Fred Wilson – bless his heart – blogs on my book, saying nice things (“It’s a good read, perfect for a flight. It’s not too dense, full of great quotes and insights. I’m enjoying it.”) and he pulls out one of the ideas that fascinates me most, one I’m thinking about writing on again: publicness.

It starts with Catarina Fake telling how she and Stewart Butterfield made a fateful and wise decision when they started Flickr and “defaulted to public.” Then Fred retells the story I have in the book of Mark Zuckerberg and his Tom Sawyer moment in an art class: how public interaction helped an entire class. Next, Fred quotes a commenter who had a similar story about a class working through problems in front of the entire class (though the school stupidly requiring killing the product of this work).

Here’s the lovely irony: Because Fred discusses this publicly and because he has wonderful discussions o his blog, there are more good ideas and viewpoints: a debate about whether Facebook is really public because we can control and restrict our publics here; discussion about competition and secrets; opinions about the foolishness of erasing knowledge; more talk about the value of secrecy vs. execution; a neat thought about the positive pressure of publicness; how publicness – being first to an idea shared in public – can lead to thought leadership.
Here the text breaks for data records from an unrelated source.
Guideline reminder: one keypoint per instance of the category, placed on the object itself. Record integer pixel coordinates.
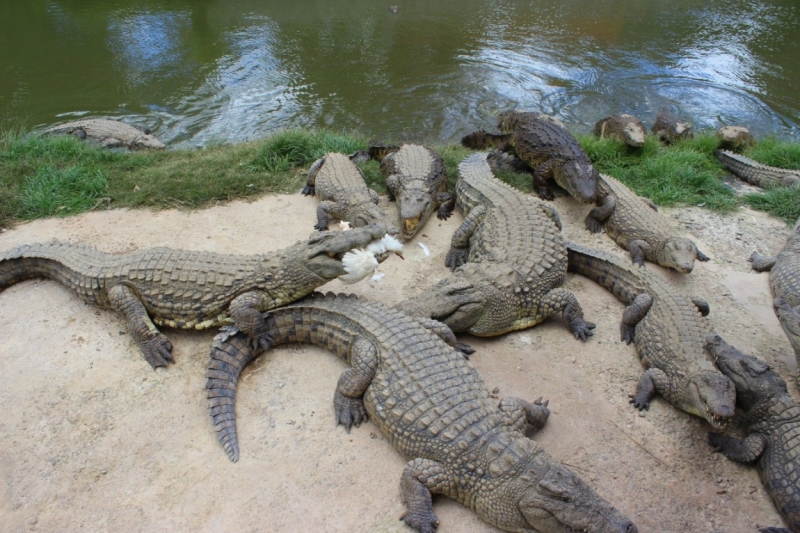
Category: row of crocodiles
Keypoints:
(408, 373)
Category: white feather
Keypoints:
(358, 264)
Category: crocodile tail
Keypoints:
(230, 353)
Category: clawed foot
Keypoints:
(157, 351)
(349, 411)
(424, 523)
(581, 329)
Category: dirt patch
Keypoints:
(93, 439)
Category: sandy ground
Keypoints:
(94, 440)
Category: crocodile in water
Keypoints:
(547, 147)
(771, 422)
(433, 407)
(416, 178)
(634, 223)
(669, 333)
(186, 289)
(784, 282)
(509, 260)
(109, 133)
(624, 128)
(755, 173)
(340, 184)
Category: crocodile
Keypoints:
(755, 173)
(109, 133)
(416, 178)
(771, 422)
(548, 147)
(186, 289)
(624, 128)
(668, 130)
(634, 223)
(784, 282)
(735, 138)
(433, 407)
(340, 184)
(509, 262)
(669, 331)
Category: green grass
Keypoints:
(60, 176)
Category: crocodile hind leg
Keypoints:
(459, 244)
(595, 218)
(523, 415)
(421, 478)
(155, 346)
(348, 401)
The double irony for me is that the book itself isn’t public yet. Fred shared a bit of it in public and that is what lead to this discussion. I can’t wait for it to be public – though, of course, books are only so public since they are sold. We’ll be putting some of the book online – I need to talk with the publisher this week about what exactly that will be – and I hope we’ll test the limits of the benefits of publicness.